Take out the ;jsessionid stuff from the link and it will work.

Re: Haskell the next language for Rubyists? by Neil Bartlett

I'm skipping Ruby and going straight to Haskell!

Re: Haskell the next language for Rubyists? by Michel Löhr

Well that depends on what you actually want to do!

For example, if you want to create a web app, then you are still better off with Ruby on Rails (as far as I know Haskell is still lacking such web framework).

Two other notes:
1. You can still combine with languages, each for their own strenghts.
2. Ruby also has functional (lambda) support builtin, so you can use a (limited) functional approach within Ruby.

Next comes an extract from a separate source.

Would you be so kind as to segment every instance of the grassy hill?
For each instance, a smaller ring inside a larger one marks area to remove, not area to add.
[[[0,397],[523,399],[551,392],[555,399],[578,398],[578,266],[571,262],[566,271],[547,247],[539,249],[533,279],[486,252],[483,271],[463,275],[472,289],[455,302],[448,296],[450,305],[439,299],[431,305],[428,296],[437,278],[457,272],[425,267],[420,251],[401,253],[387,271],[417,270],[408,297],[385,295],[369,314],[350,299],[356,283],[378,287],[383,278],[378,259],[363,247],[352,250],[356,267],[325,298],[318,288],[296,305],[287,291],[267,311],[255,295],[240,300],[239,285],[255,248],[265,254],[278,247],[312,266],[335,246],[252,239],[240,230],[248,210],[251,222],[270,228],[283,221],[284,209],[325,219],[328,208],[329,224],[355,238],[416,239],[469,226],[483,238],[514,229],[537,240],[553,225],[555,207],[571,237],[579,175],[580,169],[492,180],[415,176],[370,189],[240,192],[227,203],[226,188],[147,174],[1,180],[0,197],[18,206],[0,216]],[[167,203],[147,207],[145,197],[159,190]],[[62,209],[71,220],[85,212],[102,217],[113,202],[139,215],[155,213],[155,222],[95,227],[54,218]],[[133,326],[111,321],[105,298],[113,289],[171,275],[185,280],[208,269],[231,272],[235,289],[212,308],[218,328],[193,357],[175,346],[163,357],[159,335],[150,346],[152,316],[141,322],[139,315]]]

Check out the "rubyonrails" framework for erlang by Christian Kvalheim

making these work with Java and .NET is important too by alexis richardson

Hi all, I'd like to submit that there is a healthy middle ground making the best use of all of these. We use Erlang/OTP for concurrency and reliability in our AMQP broker implementation: www.rabbitmq.com. We offer clients in other languages such as Java. OTP has awesome power as a commercial messaging broker platform, and people can use whatever languages they like to access the messaging infrastructure over AMQP. And, if you want to see Erlang in action, you can examine the broker code too. Please take a look and get involved! The RabbitMQ FAQ has helpful references on all this as well.